While we were eating they jumped upon our backs. Rod got that—and lost his rifle!”
Mukoki quickly stripped the wounded boy of his garments, baring his left arm and side. The arm was swollen and almost black and there was a great bruise on Rod's body a little above the waist. Mukoki was a surgeon by necessity, a physician such as one finds only in the vast unblazed wildernesses, where Nature is the teacher. Crudely he made his examination, pinching and twisting the flesh and bones until Rod cried out in pain, but in the end there was a glad triumph in his voice as he said:
“No bone broke—hurt most here!” and he touched the bruise. “Near broke rib—not quite. Took wind out and made great deal sick. Want good supper, hot coffee—rub in bear's grease, then be better!”
Rod, who had opened his eyes, smiled faintly and Wabi gave a half-shout of delight.
“Not so bad as we thought, eh, Rod?” he cried. “You can't fool Muky! If he says your arm isn't broken—why, itisn't , and that's all there is to it. Let me bolster you up in these blankets and we'll soon have a supper that will sizzle the aches out of you. I smell meat—fresh meat!”
With a chuckle of pleasure Mukoki jumped to his feet and ran out to where the ribs of the doe were slowly broiling over the fire. They were already done to a rich brown and their dripping juice filled the nostrils with an appetizing odor. By the time Wabi had applied Mukoki's prescription to his comrade's wounds, and had done them up in bandages, the tempting feast was spread before them.
As a liberal section of the ribs was placed before him, together with corn-meal cakes and a cup of steaming coffee, Rod could not suppress a happy though somewhat embarrassed laugh.
“I'm ashamed of myself, Wabi,” he said. “Here I've been causing so much bother, like some helpless kid; and now I find I haven't even the excuse of a broken arm, and that I'm as hungry as a bear! Looks pretty yellow, doesn't it? Just as though I was scared to death! So help me, I almost wish my armwas broken!”

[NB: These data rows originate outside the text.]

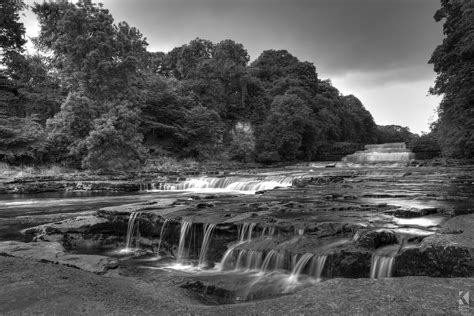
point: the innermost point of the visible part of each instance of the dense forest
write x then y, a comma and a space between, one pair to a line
94, 97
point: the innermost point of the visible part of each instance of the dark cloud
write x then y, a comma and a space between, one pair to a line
338, 36
363, 44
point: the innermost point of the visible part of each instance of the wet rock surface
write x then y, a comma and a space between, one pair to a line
33, 287
420, 216
54, 252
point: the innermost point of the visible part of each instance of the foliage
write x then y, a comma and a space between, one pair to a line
20, 139
242, 147
283, 132
201, 135
453, 61
12, 35
393, 134
115, 143
68, 129
90, 53
101, 101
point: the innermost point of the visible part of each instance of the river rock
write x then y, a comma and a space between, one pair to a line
54, 252
448, 253
376, 238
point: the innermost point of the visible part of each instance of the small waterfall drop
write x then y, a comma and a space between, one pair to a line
227, 255
133, 229
317, 266
299, 231
396, 153
185, 226
269, 259
298, 268
208, 229
246, 231
234, 183
381, 266
161, 235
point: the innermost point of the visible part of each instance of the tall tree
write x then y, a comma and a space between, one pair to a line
12, 32
91, 54
453, 61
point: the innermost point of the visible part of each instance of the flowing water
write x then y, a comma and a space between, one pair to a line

Mukoki had buried his teeth in a huge chunk of fat rib, but he lowered it with a great chuckling grunt, half of his face smeared with the first results of his feast.

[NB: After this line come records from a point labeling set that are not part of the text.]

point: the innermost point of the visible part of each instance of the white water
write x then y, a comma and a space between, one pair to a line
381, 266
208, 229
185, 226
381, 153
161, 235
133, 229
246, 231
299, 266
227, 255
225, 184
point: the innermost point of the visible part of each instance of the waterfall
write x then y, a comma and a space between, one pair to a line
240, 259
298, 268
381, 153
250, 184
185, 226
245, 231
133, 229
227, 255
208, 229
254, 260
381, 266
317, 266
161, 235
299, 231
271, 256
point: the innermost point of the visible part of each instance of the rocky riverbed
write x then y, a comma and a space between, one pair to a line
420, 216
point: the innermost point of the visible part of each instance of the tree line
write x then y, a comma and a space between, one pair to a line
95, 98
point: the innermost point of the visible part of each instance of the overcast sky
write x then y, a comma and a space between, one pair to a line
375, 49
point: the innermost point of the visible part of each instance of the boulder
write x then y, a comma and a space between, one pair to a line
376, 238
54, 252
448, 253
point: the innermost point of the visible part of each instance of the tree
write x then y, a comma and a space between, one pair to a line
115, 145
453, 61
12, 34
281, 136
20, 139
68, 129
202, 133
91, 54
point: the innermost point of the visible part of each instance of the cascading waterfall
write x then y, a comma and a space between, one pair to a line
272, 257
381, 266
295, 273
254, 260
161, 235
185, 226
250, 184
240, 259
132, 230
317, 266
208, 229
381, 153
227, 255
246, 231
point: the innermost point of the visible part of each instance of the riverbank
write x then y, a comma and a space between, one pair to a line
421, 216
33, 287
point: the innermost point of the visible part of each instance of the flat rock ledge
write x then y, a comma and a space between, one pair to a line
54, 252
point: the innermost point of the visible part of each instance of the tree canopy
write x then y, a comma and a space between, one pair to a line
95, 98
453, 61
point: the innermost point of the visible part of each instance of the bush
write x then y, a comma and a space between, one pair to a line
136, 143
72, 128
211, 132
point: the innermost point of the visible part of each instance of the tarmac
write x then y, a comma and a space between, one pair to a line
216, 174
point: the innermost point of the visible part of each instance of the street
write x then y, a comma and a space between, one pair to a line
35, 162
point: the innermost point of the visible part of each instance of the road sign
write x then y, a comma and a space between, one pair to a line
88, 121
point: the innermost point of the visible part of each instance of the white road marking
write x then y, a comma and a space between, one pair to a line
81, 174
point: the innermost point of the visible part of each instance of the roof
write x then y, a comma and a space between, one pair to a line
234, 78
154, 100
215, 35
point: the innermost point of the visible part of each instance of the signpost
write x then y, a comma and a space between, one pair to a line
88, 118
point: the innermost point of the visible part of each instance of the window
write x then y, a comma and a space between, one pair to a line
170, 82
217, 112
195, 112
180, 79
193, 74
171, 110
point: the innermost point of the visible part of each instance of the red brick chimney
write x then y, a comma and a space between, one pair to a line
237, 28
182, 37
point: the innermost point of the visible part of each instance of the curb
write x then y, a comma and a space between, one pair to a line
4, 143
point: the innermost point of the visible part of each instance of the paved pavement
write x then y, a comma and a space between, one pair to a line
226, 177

“Whole lot sick,” he explained. “Be sick some more—mighty sick! Maybe vomit lots!”
“Waugh!” shrieked Wabi. “How is that for cheerful news, Rod?” His merriment echoed far out into the night. Suddenly he caught himself and peered suspiciously into the gloom beyond the circle of firelight.
“Do you suppose they would follow?” he asked.
A more cautious silence followed, and the Indian youth quickly related the adventures of the day to Mukoki—how, in the heart of the forest several miles beyond the lake, they had come upon the Indian hunters, had accepted of their seemingly honest hospitality, and in the midst of their meal had suffered an attack from them. So sudden and unexpected had been the assault that one of the Indians got away with Rod's rifle, ammunition belt and revolver before any effort could be made to stop him. Wabi was under the other two Indians when Rod came to his assistance, with the result that the latter was struck two heavy blows, either with a club or a gun-stock. So tenaciously had the Indian boy clung to his own weapon that his assailants, after a brief struggle, darted into the dense underbrush, evidently satisfied with the white boy's equipment.
“They were of Woonga's people, without a doubt,” finished Wabi. “It puzzles me why they didn't kill us. They had half a dozen chances to shoot us, but didn't seem to want to do us any great injury. Either the measures taken at the Post are making them reform, or—”
He paused, a troubled look in his eyes.